Foi política porque ficou evidente
que a base de Lula no Senado é
frágil e os líderes governistas não
atuam em grupo. Foi econômica
porque o valor do salário mínimo
em R$ 275 é diferente do que defende a equipe do ministro da Fazenda, Antonio Palocci Filho.
O problema econômico tende a
ser resolvido na Câmara. Os deputados podem reverter a decisão
do Senado. O salário mínimo voltaria para os R$ 260 desejados pelo Planalto. Mas a crise política
não será solucionada sem uma intervenção direta do presidente.
A gênese da descoordenação foi
o encaminhamento que o governo deu à emenda constitucional
que permitiria a reeleição dos presidentes da Câmara, João Paulo
Cunha (PT-SP), e do Senado, José
Sarney (PMDB-AP).
Primeiro, Lula não tratou o assunto com atenção. Depois, foi
ambíguo ao abordar o tema com
João Paulo e Sarney. Por fim, recuou e deixou que cada ministro
atuasse como bem desejasse.
O resultado foi trágico. A Câmara rejeitou a emenda da reeleição
em 19 de maio. A derrota foi humilhante para João Paulo e Sarney
-que passaram o primeiro ano
do governo Lula ajudando o Planalto a fazer o que bem entendia
dentro do Congresso.
O revés cindiu a área política em
dois grupos distintos. De um lado,
o ministro da Casa Civil, José Dirceu, que apoiou João Paulo e Sarney. Do outro, o ministro da
Coordenação Política, Aldo Rebelo, que se alinhou com o líder do
PMDB no Senado, Renan Calheiros (AL). Renan é adversário de
Sarney e aspira ser presidente da
Casa -a eleição é em fevereiro.
Ato contínuo, quando o Palácio
do Planalto precisou de toda a
força disponível para aprovar o
salário mínimo de R$ 260, o grupo de Dirceu, João Paulo e Sarney
se movimentou só o necessário
para não ser classificado como
traidor. Dirceu chegou a pensar
em ajudar a aprovar a MP do mínimo no Senado para faturar a vitória, mas percebeu que seria uma
tarefa muito difícil e retirou o time de campo. A responsabilidade
maior ficou nas mãos do ministro
Aldo Rebelo e de Renan Calheiros. Os líderes governistas no Senado têm pouco poder. Não puderam ajudar a reverter o cenário
adverso. A derrota foi inevitável.
O resultado prático será medido
pela reação de Lula.
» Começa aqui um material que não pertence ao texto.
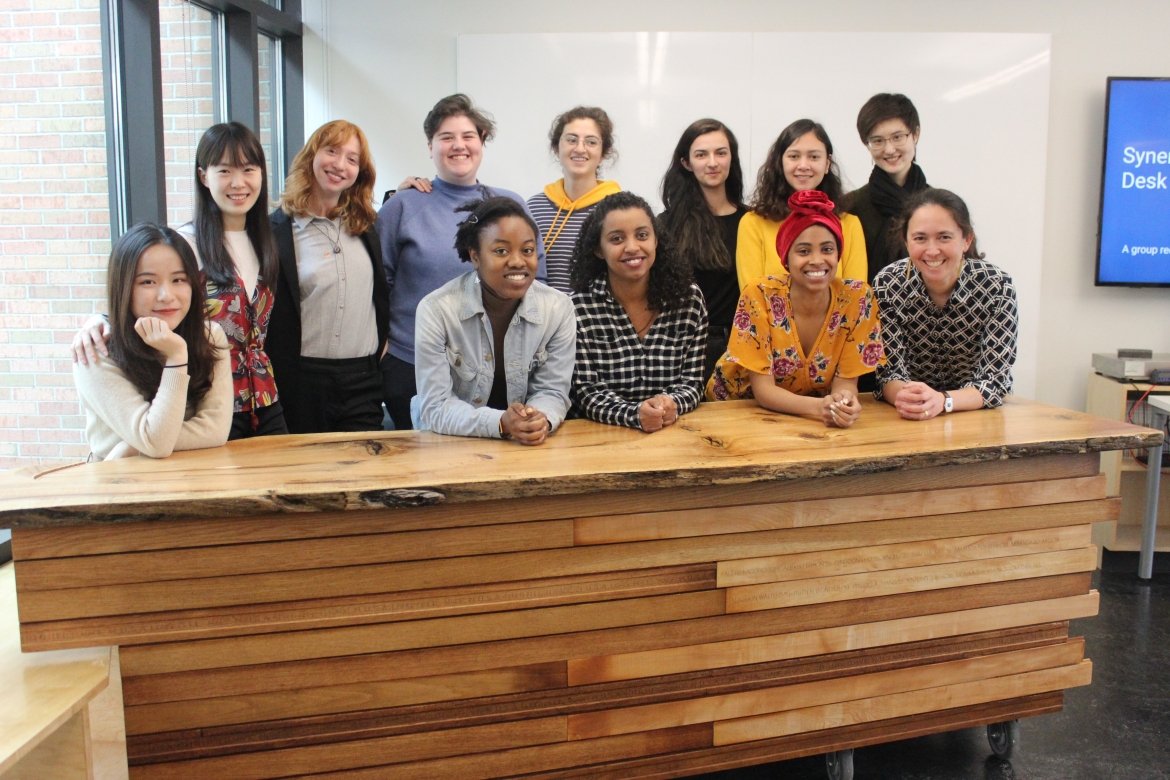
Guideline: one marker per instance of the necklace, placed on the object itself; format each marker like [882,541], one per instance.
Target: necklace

O presidente
pode concluir que não é possível
ter um ministro como José Dirceu
-que, ao se sentir contrariado,
não consegue agir de maneira
desprendida em uma votação importante como a do salário mínimo. Nesse caso, o chefe da Casa
Civil sairia pior do que entrou
nessa disputa.
Mas Lula também pode concluir que não tem como demitir
Dirceu, o principal dirigente petista e homem forte do aparelho
partidário. Nessa hipótese, mesmo sabendo que Aldo Rebelo foi
sabotado, teria de remover o deputado do PC do B do Planalto e
entregar a coordenação política
de volta a Dirceu -na forma de
outro coordenador que aceitasse
se subordinar à Casa Civil.
Para sorte de Lula, não há projetos vitais para o governo a serem
votados num futuro próximo. Se
a Câmara reverter a decisão do
Senado, tudo estará resolvido no
capítulo do salário mínimo. Congressistas ficarão em recesso
branco até o fim do processo eleitoral, em outubro.
Ainda assim, o Palácio do Planalto continuará sem votos para
aprovar leis ordinárias e MPs, que
requerem apenas maioria simples. Para os dois últimos anos de
mandato, Lula terá de consertar
sua articulação política. É quase
certo que o desconfortável assunto da reeleição de João Paulo e de
Sarney terá de voltar à pauta.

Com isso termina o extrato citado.